When it comes to trading, it is always misunderstood that you should have the cash to trade, i.e, to buy stocks. However, there are a few facilities that allow you to buy and hold the position for a certain period with your availed margin. One such feature is the NRML trading (Normal Margin orders). After activating the NRML trading, you do not require an immediate cash balance in your trading wallet to hold the position of your desired stocks. You can use the margin, buy and hold the position of your securities for a particular period and repay within the time frame.
How does it work?
Let us assume you have Rs.50,000 in your cash segment and looking to buy 200 ABC shares worth Rs.1,00,000. In this case, if you do not have margin funding, you can buy only 100 shares approximately for Rs.50,000. On the other hand, if you have availed of NRML trading, you get 50% of the shares price as a margin. This extra margin allows you to buy the same 200 shares with Rs.50,000 from your cash segment and Rs.50,000 from the margin funding.

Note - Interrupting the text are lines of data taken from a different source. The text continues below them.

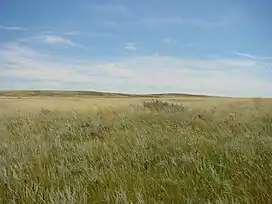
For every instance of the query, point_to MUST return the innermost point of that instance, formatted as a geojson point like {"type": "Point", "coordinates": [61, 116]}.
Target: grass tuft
{"type": "Point", "coordinates": [158, 153]}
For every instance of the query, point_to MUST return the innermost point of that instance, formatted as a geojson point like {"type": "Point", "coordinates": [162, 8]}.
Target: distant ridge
{"type": "Point", "coordinates": [32, 93]}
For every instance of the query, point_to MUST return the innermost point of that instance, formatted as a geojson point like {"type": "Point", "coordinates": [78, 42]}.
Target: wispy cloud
{"type": "Point", "coordinates": [233, 77]}
{"type": "Point", "coordinates": [88, 34]}
{"type": "Point", "coordinates": [52, 40]}
{"type": "Point", "coordinates": [169, 41]}
{"type": "Point", "coordinates": [175, 21]}
{"type": "Point", "coordinates": [130, 46]}
{"type": "Point", "coordinates": [12, 28]}
{"type": "Point", "coordinates": [241, 54]}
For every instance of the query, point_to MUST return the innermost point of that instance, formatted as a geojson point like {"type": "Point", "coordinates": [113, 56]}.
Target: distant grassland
{"type": "Point", "coordinates": [176, 149]}
{"type": "Point", "coordinates": [86, 93]}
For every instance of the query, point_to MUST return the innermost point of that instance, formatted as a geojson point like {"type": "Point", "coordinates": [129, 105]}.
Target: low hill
{"type": "Point", "coordinates": [40, 93]}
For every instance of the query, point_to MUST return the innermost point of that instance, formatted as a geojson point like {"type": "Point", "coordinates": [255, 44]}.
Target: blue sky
{"type": "Point", "coordinates": [218, 47]}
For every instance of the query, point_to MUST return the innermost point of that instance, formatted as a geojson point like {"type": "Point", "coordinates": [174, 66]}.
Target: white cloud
{"type": "Point", "coordinates": [50, 39]}
{"type": "Point", "coordinates": [93, 35]}
{"type": "Point", "coordinates": [232, 77]}
{"type": "Point", "coordinates": [176, 21]}
{"type": "Point", "coordinates": [12, 28]}
{"type": "Point", "coordinates": [169, 41]}
{"type": "Point", "coordinates": [241, 54]}
{"type": "Point", "coordinates": [130, 46]}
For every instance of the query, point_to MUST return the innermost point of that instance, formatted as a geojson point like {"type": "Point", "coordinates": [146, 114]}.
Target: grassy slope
{"type": "Point", "coordinates": [86, 93]}
{"type": "Point", "coordinates": [156, 154]}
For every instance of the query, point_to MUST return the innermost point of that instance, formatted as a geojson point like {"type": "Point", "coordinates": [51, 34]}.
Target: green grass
{"type": "Point", "coordinates": [156, 153]}
{"type": "Point", "coordinates": [31, 93]}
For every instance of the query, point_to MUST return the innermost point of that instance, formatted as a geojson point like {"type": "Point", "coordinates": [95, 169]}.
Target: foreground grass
{"type": "Point", "coordinates": [158, 153]}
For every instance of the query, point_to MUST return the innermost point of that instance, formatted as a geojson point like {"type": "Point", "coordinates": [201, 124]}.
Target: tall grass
{"type": "Point", "coordinates": [157, 153]}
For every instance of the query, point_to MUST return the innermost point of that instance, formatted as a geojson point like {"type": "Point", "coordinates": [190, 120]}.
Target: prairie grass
{"type": "Point", "coordinates": [157, 152]}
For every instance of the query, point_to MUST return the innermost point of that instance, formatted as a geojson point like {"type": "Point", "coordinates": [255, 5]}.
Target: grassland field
{"type": "Point", "coordinates": [117, 148]}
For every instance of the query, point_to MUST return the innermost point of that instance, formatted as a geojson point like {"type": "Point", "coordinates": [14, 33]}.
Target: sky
{"type": "Point", "coordinates": [215, 47]}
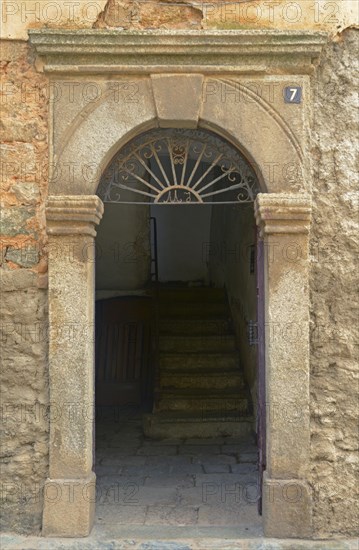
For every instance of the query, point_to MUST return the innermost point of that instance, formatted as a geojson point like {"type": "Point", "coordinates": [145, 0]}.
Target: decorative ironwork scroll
{"type": "Point", "coordinates": [178, 166]}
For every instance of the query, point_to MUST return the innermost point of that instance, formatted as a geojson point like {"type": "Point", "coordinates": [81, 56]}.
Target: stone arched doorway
{"type": "Point", "coordinates": [85, 139]}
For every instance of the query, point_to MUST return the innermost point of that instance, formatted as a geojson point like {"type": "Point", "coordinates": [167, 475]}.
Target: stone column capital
{"type": "Point", "coordinates": [283, 213]}
{"type": "Point", "coordinates": [73, 214]}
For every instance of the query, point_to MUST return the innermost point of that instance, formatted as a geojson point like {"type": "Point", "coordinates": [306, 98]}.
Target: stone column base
{"type": "Point", "coordinates": [286, 508]}
{"type": "Point", "coordinates": [69, 507]}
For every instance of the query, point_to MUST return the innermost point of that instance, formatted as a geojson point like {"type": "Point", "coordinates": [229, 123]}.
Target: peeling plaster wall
{"type": "Point", "coordinates": [232, 235]}
{"type": "Point", "coordinates": [24, 176]}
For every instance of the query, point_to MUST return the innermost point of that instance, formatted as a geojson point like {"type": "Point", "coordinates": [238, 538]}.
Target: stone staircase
{"type": "Point", "coordinates": [200, 390]}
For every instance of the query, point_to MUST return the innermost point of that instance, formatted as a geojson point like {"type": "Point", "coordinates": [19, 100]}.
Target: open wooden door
{"type": "Point", "coordinates": [261, 412]}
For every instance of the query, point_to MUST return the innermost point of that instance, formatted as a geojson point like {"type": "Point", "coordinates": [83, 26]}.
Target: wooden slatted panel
{"type": "Point", "coordinates": [123, 351]}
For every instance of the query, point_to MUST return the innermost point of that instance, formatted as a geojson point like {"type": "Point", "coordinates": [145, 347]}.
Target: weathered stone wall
{"type": "Point", "coordinates": [334, 285]}
{"type": "Point", "coordinates": [24, 376]}
{"type": "Point", "coordinates": [24, 380]}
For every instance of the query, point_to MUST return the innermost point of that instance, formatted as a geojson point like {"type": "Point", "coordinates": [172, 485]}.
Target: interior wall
{"type": "Point", "coordinates": [123, 259]}
{"type": "Point", "coordinates": [229, 256]}
{"type": "Point", "coordinates": [182, 236]}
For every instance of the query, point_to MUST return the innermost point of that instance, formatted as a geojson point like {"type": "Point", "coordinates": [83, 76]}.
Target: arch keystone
{"type": "Point", "coordinates": [178, 99]}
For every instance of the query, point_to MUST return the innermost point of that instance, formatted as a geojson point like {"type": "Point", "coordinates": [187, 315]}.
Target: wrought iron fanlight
{"type": "Point", "coordinates": [178, 166]}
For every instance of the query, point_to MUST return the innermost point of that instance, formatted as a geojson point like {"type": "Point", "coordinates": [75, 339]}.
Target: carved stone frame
{"type": "Point", "coordinates": [180, 77]}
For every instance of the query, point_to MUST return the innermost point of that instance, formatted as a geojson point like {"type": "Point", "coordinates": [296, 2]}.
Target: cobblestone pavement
{"type": "Point", "coordinates": [179, 494]}
{"type": "Point", "coordinates": [174, 482]}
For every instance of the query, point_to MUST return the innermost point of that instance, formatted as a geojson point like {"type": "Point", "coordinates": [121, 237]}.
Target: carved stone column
{"type": "Point", "coordinates": [69, 497]}
{"type": "Point", "coordinates": [284, 221]}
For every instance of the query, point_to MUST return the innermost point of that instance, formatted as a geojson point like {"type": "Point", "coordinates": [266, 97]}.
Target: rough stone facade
{"type": "Point", "coordinates": [334, 283]}
{"type": "Point", "coordinates": [24, 373]}
{"type": "Point", "coordinates": [24, 451]}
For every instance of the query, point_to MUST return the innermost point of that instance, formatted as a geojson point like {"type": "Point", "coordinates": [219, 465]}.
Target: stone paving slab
{"type": "Point", "coordinates": [170, 481]}
{"type": "Point", "coordinates": [214, 459]}
{"type": "Point", "coordinates": [122, 515]}
{"type": "Point", "coordinates": [199, 449]}
{"type": "Point", "coordinates": [171, 538]}
{"type": "Point", "coordinates": [169, 460]}
{"type": "Point", "coordinates": [124, 460]}
{"type": "Point", "coordinates": [172, 515]}
{"type": "Point", "coordinates": [160, 450]}
{"type": "Point", "coordinates": [217, 468]}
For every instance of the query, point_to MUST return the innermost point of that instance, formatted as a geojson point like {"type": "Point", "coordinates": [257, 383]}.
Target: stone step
{"type": "Point", "coordinates": [222, 401]}
{"type": "Point", "coordinates": [197, 343]}
{"type": "Point", "coordinates": [216, 326]}
{"type": "Point", "coordinates": [192, 294]}
{"type": "Point", "coordinates": [217, 379]}
{"type": "Point", "coordinates": [195, 309]}
{"type": "Point", "coordinates": [196, 425]}
{"type": "Point", "coordinates": [195, 361]}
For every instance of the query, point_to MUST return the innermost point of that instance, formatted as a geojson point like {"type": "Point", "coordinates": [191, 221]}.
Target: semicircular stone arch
{"type": "Point", "coordinates": [178, 166]}
{"type": "Point", "coordinates": [253, 127]}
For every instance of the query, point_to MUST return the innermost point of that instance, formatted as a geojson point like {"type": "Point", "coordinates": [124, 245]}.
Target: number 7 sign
{"type": "Point", "coordinates": [292, 94]}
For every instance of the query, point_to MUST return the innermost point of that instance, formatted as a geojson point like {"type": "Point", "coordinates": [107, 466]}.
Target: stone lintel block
{"type": "Point", "coordinates": [177, 99]}
{"type": "Point", "coordinates": [73, 214]}
{"type": "Point", "coordinates": [69, 507]}
{"type": "Point", "coordinates": [287, 507]}
{"type": "Point", "coordinates": [283, 213]}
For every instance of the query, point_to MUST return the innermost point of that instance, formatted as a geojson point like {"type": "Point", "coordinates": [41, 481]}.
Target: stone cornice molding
{"type": "Point", "coordinates": [73, 215]}
{"type": "Point", "coordinates": [283, 213]}
{"type": "Point", "coordinates": [109, 51]}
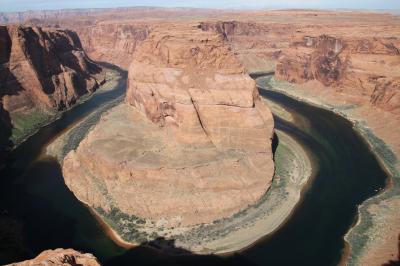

How to repay this 50% margin fund, and will I get the shares to my trading account once I buy?
Well answer to this question is simple. You can avail the margin funding and hold the position of the stocks post-purchase, which means, the purchased stocks are held as collateral for the margin. Once you repay this margin within or on the settlement date, you get the shares to your trading account. Here, your broker firm charges interest daily until you repay the availed margin amount. This interest varies with the broker and ranges from 14-18%p.a. If you hold the balance in your cash segment, this interest is debited from the available balance.
What if you fail to repay the margin amount within the specified settlement date?
Simple, you can square off the shares by yourself failing to repay the margin. If not, your broker (brokerage firm with whom you maintain a trading account) will cancel it after the settlement date.
How is the settlement date calculated?
The settlement date is fixed by your brokerage company. Some offer T+5 days and a few offer T+5+2 days. T is the date on which you perform the transaction (purchasing stock). The dates are here calculated based on the trading days.
What if you get a dividend for the shares that you bought with a margin facility?
Only the shares are held in as the collateral. Just like any other dividends, these will also be credited to your bank account that is linked to your trading account.